The herpetofauna group did not see much due to the many people entering the forest during the survey. “With less crowds, we might see more species,” says Mogana Sundram, who heads the herpetofauna special interest group in the Selangor MNS. Nevertheless, his group added the monocled cobra, green vine snake, green crested lizard, Oriental garden lizard, Malayan box turtle, two species of common tree frogs and one common green frog, to the list of fauna found in Teluk Rubiah forest.
The forest is also rich in birdlife, with 125 species seen. Two sightings are particularly important: a pair of nesting white-bellied sea eagles and the great hornbill, an uncommon species dependent on pristine, mature forest as they nest in the trunks of tall trees.
MNS wetlands programme manager Sonny Wong was excited to find all three sub-family of fireflies and a bioluminescent beetle in one small valley in a single night. Wong says most people know of riverine fireflies which congregate in large numbers to light up whole trees, and less so fireflies in the forest, though the latter are actually more diverse. “The finds, in such a small forest, and during dry conditions, mean the area is quite rich in firefly diversity.”
Rocky boulders mark the spot where the forest meets the sea. Combing the 1.5km intertidal shore at the end of the popular Teluk Batik beach, MNS marine conservation manager Faedzul Rahman discovers an interesting habitat for marine life. He counted eight species of hard corals, two species of arthropods (invertebrates with segmented bodies), four species of snails, as well as one species each of sea sponge, sea cucumber and mussel. “The area is a good site for beach combing, to show people about marine life,” he says.

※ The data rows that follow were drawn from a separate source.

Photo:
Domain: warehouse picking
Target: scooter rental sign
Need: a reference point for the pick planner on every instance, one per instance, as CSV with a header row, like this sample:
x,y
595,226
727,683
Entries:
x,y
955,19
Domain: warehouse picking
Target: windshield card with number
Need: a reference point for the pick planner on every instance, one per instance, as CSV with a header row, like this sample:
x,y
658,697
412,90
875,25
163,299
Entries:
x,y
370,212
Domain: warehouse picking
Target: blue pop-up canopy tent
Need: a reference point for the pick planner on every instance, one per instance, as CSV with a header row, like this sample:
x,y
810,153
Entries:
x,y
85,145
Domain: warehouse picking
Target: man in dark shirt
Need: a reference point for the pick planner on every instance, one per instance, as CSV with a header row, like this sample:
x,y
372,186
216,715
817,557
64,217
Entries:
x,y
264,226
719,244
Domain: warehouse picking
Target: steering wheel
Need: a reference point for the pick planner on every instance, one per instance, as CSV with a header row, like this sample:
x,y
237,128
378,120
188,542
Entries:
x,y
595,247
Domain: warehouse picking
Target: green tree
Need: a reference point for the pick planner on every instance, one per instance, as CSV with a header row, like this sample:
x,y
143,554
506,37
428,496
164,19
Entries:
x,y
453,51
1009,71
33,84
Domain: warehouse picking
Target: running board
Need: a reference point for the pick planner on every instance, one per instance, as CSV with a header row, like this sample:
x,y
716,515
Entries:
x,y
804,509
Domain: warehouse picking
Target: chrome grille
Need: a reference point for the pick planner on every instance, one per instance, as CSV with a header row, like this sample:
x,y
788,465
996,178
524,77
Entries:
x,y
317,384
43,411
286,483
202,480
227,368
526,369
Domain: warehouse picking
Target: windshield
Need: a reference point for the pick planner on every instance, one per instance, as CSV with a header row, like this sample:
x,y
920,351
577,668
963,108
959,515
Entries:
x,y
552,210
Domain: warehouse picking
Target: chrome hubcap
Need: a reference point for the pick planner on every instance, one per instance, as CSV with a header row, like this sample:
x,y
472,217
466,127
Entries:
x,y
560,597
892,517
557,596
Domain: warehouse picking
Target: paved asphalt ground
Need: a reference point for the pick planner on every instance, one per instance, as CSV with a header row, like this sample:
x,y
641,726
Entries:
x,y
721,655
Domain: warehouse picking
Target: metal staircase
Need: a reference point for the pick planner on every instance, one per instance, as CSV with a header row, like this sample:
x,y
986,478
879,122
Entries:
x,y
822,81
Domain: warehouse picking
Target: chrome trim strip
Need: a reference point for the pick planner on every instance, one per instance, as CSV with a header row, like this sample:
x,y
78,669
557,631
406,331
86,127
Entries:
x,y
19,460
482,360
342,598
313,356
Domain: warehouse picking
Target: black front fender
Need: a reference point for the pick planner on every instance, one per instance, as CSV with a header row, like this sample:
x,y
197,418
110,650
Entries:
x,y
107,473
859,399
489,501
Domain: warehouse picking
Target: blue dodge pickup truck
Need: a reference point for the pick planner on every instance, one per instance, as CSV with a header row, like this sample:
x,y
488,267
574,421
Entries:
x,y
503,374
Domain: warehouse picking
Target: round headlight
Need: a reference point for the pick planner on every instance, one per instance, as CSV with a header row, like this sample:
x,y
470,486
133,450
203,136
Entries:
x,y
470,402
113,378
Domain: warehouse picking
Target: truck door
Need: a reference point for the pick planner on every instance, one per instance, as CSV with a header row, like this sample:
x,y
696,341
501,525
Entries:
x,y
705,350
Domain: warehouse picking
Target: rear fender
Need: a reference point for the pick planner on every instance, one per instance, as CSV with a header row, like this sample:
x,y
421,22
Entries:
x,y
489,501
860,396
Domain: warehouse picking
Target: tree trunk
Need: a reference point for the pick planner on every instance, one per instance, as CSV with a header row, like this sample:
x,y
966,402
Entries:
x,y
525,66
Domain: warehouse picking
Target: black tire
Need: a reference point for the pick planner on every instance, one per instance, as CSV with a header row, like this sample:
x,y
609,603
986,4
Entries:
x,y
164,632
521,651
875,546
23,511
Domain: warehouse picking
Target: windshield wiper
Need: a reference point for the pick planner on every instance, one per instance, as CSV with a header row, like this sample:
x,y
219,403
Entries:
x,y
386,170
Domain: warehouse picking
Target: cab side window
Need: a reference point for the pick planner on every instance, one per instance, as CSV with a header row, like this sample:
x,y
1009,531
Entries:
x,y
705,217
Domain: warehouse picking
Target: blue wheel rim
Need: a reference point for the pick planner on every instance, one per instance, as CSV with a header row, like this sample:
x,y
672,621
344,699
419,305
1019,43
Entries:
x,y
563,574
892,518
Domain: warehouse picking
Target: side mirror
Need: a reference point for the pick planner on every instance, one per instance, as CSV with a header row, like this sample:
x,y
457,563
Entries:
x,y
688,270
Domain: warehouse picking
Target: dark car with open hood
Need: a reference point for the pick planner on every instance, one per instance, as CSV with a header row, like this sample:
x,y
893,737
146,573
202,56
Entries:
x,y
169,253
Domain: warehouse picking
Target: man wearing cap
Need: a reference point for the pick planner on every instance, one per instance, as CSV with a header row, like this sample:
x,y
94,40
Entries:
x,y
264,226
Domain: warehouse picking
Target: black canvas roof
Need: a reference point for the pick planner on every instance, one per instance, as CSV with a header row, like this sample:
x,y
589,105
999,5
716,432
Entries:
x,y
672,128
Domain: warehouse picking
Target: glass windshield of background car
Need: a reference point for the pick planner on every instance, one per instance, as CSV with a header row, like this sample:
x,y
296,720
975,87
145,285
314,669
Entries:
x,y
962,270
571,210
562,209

The researchers, who were there for only a few days, say that given time, they would have recorded more species. Nevertheless, the finds so far attest to the worth of Teluk Rubiah forest for conservation purposes.
MNS president Dr Maketab Mohamed says the forest provides a habitat for flora and fauna, while its small stream and waterfall makes it a watershed.
“Giving the forest back to the people is important, especially as an environmental education programme for school children.”